Ray McClain, the Lawyers' Committee's project director for employment discrimination, said after Wal-MartStores v. Dukes that the court "acted yet again to make obtaining justice harder for the common man and woman."
Scalia vs. Ginsburg
The Wal-Mart case pit Justice Scalia, now the longest-serving member of the bench and its most outspoken conservative, against Justice Ginsburg, who is now senior among the liberals and who gained national prominence before becoming a judge as a women's rights advocate.
Scalia, writing for the majority, particularly discounted expert testimony about a strong Wal-Mart corporate culture that accepted stereotypes about women being less competent.
Ginsburg, taking the lead for dissenters, referred to common employer preconceptions about women's abilities.

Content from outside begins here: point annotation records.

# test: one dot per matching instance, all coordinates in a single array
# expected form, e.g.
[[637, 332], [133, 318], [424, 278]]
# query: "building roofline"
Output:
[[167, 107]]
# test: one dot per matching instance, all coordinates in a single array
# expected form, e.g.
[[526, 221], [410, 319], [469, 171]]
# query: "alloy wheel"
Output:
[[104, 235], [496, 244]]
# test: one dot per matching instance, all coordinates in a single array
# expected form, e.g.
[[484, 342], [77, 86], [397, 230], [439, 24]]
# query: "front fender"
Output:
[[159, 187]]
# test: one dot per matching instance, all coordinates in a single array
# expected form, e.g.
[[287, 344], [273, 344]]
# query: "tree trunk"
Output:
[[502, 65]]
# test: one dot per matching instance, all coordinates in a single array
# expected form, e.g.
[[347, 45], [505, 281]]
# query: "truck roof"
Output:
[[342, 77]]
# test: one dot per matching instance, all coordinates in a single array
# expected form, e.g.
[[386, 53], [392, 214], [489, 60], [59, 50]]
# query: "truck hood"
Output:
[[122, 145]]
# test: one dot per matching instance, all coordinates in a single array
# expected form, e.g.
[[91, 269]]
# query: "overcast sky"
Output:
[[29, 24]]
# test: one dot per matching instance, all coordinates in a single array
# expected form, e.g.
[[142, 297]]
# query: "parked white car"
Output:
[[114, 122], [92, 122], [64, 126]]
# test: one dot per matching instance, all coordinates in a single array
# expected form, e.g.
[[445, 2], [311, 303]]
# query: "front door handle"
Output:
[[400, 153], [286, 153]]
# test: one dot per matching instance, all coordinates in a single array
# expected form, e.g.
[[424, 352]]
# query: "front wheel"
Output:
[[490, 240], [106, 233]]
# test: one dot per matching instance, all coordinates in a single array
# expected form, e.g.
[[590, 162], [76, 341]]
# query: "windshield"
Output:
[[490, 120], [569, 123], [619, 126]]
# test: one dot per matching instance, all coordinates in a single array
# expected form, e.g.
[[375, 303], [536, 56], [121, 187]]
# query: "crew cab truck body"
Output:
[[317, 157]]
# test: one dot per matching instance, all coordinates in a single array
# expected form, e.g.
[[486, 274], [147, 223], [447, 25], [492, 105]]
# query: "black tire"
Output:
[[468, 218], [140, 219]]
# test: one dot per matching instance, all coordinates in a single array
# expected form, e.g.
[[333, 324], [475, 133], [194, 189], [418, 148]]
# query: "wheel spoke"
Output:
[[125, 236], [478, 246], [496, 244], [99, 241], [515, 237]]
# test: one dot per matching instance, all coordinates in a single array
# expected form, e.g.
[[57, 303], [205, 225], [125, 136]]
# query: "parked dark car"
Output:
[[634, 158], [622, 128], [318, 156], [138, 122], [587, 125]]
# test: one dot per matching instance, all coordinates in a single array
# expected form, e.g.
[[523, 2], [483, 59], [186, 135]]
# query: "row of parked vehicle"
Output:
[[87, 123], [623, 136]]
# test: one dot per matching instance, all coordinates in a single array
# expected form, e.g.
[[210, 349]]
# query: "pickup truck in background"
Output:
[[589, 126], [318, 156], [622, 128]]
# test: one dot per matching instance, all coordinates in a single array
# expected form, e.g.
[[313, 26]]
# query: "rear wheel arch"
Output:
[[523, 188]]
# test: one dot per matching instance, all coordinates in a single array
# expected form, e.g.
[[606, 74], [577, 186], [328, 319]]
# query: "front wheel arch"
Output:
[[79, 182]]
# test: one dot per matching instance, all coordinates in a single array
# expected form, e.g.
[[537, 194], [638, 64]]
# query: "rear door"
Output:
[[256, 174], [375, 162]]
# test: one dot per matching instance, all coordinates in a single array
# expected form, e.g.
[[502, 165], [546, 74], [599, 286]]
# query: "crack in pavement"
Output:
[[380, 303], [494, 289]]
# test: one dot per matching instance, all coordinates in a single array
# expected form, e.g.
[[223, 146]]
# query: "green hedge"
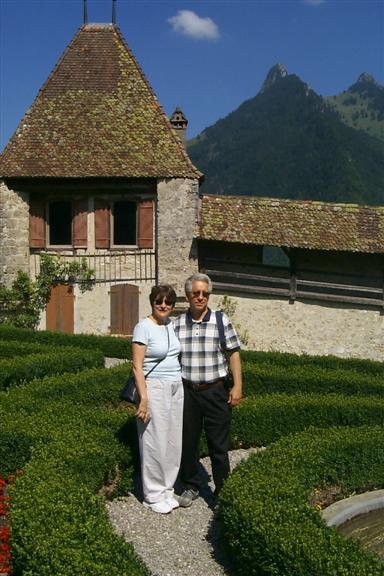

"Managers, like all humankind, may be prey to biases of which they are unaware," she wrote. "The risk of discrimination is heightened when those managers are predominantly of one sex, and are steeped in a corporate culture that perpetuates gender stereotypes." She observed that the higher one looked in the Wal-Mart system, the lower the percentage of women.
Signing her opinion were Breyer and the newest justices, Sotomayor and Kagan.
How those new justices might eventually change the court and affect the law in America is difficult to predict.
"In part, that is because change usually happens over time, not immediately," says Georgetown University's Gornstein. "But more important, a justice's influence depends on the composition of the rest of the court," that is, which side has more votes.
Referring to the powerful liberal Justice William Brennan who served 1956-90, Gornstein continued, "Justice Brennan had enormous influence …but he would have been doing a lot of dissenting on this court."